You will be forced to find a system that leverages your ordinary people to the point where they can produce extraordinary results over and over again. You will be forced to invent innovative system solutions to the people problems that have plagued small businesses (and big businesses as well!) since the beginning of time. You will be forced to build a business that works. You will be forced to do the work of Business Development that is not a replacement for people development but as its necessary correlate."
Key Take Aways
Well, this is certainly thought provoking. While I haven't really thought about creating a business, it does open possibilities. Imagine crafting a franchise where you could provide jobs for friends, family, and beyond. Imagine creating systems for results that create unique value and harness everybody's strengths and passions. That's food for thought for another day, but here's my key take aways:
- Apply the concepts to your current job. I like a lot of the concepts here, independent of whether I'm creating a new business. I can simply look at my current job and start asking better questions about how can I scale myself, scale my team, scale the business ... etc. How can I eliminate dependencies on extraordinary people? How can I enable ordinary people to do extraordinary things? ... etc
- Your business is not your life. The purpose of your life is not to serve your business. Even if you love what you do, there's more to your life than building your business or working in your business. The primary purpose of your business is to serve your life.
- Work on your business rather than in it. I like the idea of crafting a business as a system for sustainable results. Even if you do plan on working in your business, stepping out of it first, will force you to design yourself a better job.
- Pretend the business you own or want to own is the prototype. Prototype your business. I really like the idea here of pretending that your business is going to serve as the model for 5,000 more just like it. It forces you to put your thinking cap on and really engineer your business for consistent, sustainable results.
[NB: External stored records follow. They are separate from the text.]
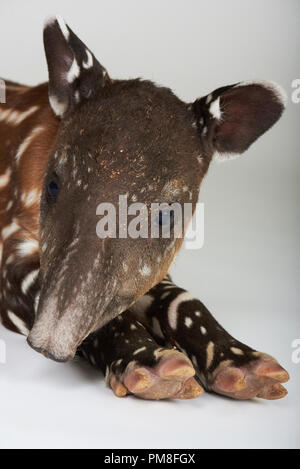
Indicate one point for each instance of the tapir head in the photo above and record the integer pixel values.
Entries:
(132, 139)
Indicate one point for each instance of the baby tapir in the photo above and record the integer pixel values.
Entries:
(84, 139)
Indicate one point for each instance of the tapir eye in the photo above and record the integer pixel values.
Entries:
(53, 190)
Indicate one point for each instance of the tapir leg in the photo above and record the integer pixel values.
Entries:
(223, 364)
(134, 363)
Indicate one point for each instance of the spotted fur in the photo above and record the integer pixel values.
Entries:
(111, 300)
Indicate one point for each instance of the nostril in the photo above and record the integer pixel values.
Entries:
(47, 354)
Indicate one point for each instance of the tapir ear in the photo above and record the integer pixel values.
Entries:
(233, 117)
(74, 72)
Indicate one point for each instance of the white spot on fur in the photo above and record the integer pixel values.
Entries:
(31, 198)
(73, 72)
(209, 354)
(28, 247)
(236, 351)
(215, 109)
(25, 144)
(59, 108)
(28, 280)
(188, 322)
(9, 230)
(156, 328)
(172, 310)
(63, 27)
(19, 323)
(145, 270)
(5, 178)
(89, 62)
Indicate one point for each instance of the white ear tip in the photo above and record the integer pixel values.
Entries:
(61, 23)
(276, 89)
(279, 91)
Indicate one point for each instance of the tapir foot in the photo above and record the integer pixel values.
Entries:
(261, 377)
(171, 378)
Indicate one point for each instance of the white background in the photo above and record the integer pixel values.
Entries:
(247, 273)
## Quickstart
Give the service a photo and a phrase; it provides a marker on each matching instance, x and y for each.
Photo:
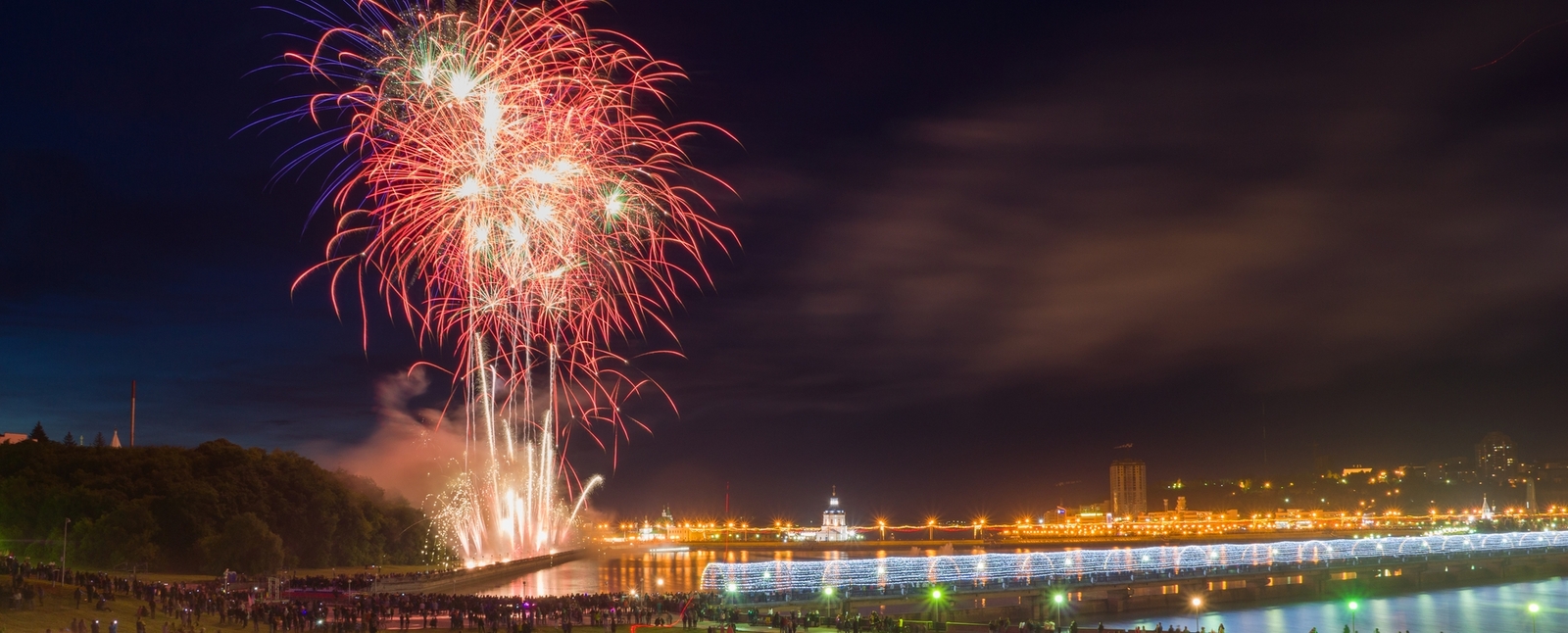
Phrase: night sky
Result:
(980, 246)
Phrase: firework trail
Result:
(504, 193)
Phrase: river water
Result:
(1499, 609)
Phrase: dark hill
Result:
(198, 510)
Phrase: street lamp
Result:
(65, 541)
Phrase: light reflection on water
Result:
(679, 570)
(1499, 609)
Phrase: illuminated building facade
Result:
(833, 527)
(1129, 492)
(1494, 457)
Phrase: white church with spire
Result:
(833, 527)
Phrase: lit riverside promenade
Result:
(1128, 578)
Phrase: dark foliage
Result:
(200, 510)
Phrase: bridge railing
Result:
(1109, 564)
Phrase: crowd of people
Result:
(235, 602)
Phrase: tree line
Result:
(198, 510)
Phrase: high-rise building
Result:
(1494, 457)
(1128, 488)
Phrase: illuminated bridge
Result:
(778, 580)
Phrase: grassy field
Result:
(59, 609)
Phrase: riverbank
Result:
(1010, 544)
It makes you think about how you'll perform the various functions in routine ways that allow for flexibility, adaptability and improvement.
- Ask what consistent value your business can provide. This is a great question that if you think deeply on it, it's actually pretty challenging. It's really a question about both unique value to the market as well as sustainable results. It's one thing to make a one-hit wonder succeed, but it's another thing entirely to create a system or factory for results.
- Create business results that are systems-dependent. Don't depend on extraordinary people. Create an expert system rather than hire one. I actually find this point challenging because I've seen both sides over the years. I think that somehow, the information age jobs and long-tail scenarios are making this model a bit fuzzier. That said, I see the meta point is to ultimately bank on your system and not on the people, so that you are not fragile and you are sustainable. I think there's another benefit to this which is that it forces you to really think about how to streamline how you do what you do.
- Build systems to enable ordinary people to do extraordinary things. Right on! Bringing out people's best is always an interesting challenge.